Japan’s Hayabusa 2 spacecraft returned the sample of more than 5 grams (about the mass of a U.S. nickel) to Earth on December 5, 2020. With the sample, researchers can study a pristine example of the primordial solar system that, unlike meteorites, is not contaminated and altered by a hot trip through Earth’s atmosphere.
Previous studies have found that Ryugu is likely a carbonaceous chondrite, a type of asteroid that is rich in carbon, volatiles (including water), and organics.
However, while most elements are similarly distributed across Ryugu and its carbonaceous siblings, scientists have previously found the distribution of chromium doesn’t follow the same pattern. This one element varies in concentration more widely over Ryugu’s surface than in other studied examples of the same type of asteroid.

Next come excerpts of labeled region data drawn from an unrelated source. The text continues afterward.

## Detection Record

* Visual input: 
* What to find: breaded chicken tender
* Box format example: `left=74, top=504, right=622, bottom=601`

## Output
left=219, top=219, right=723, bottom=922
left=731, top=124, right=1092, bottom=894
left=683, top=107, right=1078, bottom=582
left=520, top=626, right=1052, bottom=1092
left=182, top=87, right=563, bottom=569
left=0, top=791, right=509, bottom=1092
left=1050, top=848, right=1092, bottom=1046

To understand why, a large team led by Tetsuya Yokoyama (Tokyo Institute of Technology) zeroed in on this element, measuring the ratio of chromium-54 to chromium-52 in the Ryugu sample. This isotopic ratio gives clues to the asteroid’s origins; because chromium dissolves in water, water-based chemistry set chromium’s distribution within the asteroid long ago. Now, however, that ratio remains stable under the dry conditions seen on modern-day Ryugu. The element’s distribution thus preserves a record of past water exposure.

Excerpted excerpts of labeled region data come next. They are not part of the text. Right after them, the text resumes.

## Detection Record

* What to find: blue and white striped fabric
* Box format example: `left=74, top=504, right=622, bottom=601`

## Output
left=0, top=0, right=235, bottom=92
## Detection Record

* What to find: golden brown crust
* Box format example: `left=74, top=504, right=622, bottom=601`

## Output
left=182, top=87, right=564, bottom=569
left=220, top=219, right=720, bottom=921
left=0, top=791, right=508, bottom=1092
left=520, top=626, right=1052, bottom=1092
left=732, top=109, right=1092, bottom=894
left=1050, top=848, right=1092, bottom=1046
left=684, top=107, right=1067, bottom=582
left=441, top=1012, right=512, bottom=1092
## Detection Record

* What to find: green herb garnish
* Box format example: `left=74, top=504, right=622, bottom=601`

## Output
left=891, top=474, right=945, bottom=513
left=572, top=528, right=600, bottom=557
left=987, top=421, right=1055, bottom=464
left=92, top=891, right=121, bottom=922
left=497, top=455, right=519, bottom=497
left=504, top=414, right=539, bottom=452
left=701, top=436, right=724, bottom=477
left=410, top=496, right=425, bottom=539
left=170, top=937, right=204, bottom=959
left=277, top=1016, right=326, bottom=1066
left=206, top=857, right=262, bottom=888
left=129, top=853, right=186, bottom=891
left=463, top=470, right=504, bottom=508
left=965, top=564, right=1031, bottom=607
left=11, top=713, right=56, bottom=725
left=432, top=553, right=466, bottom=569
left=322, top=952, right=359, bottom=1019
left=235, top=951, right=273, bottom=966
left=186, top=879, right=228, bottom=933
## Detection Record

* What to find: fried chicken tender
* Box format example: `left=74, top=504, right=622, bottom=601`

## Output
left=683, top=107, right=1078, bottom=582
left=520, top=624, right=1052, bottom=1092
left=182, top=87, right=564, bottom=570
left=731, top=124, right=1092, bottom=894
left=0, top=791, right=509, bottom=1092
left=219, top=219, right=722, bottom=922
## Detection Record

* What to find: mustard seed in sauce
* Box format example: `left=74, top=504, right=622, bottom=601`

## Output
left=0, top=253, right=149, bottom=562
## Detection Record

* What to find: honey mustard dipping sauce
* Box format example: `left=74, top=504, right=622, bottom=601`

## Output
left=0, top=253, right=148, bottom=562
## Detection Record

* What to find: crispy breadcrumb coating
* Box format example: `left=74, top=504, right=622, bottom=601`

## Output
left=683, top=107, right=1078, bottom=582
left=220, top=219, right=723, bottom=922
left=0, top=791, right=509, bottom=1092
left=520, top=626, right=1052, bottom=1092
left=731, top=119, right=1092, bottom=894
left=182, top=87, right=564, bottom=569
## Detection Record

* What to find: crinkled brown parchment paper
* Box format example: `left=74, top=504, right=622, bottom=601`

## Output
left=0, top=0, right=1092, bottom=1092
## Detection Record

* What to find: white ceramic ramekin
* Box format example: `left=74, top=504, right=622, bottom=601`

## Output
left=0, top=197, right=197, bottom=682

The researchers also looked at another isotopic ratio, of titanium-50 to titanium-47, which served as a point of comparison. Indeed, while the ratios of titanium seen in the study showed little variance, the ratios of chromium isotopes varied by nearly a factor of two.
“Both of the chromium and titanium isotope ratios for Ryugu are different from those of Earth and any type of meteorite, except for the Ivuna-type carbonaceous chondrite,” Yokoyama says. The result suggests that wherever Ryugu and other Ivuna-type chondrites come from, it’s different from the origin of other meteorites — “possibly from the outer solar system,” he adds. “This finding reinforces our previous conclusion that Ryugu and carbonaceous chondrites share a common heritage.”
Carbonaceous chondrites only rarely survive a meteorite’s journey to Earth’s surface, so they are tough to study on Earth. Ryugu’s sample return thus offers a pristine look at this rare rock type. It’s even possible that carbonaceous chondrites, which are among the most water-rich asteroids, helped deliver water to early Earth.
Indeed, the way the chromium isotopes vary across Ryugu’s surface suggests that water interacted with the element on millimeter scales within the first several million years of the solar system. That water-based chemistry would have happened when Ryugu was still part of a larger parent body. After the parent body broke up, the rubble that remained lost its water. While the impact itself might have caused water loss, space weathering might also have eroded water more gradually. Now the rubble pile appears to be completely dry, at least from the outside.
Ryugu samples are now open for scientists to request for study under the Japan Aerspace Exploration Agency’s Announcement of Opportunity, and additional studies on the samples’ composition are forthcoming.
The researchers suggest that the OSIRIS-Rex team likewise take care to “obtain unbiased isotopic compositions,” as samples from another rubble-pile asteroid, 101955 Bennu, also recently returned to Earth, are prepared for study.
Meanwhile, Hayabusa 2 is now in its extended mission, named Hayabusa# (read as “Hayabusa Sharp”). Watch for close flybys of asteroids 2001 CC21 and 1998 KY26 in 2026 and 2031, respectively.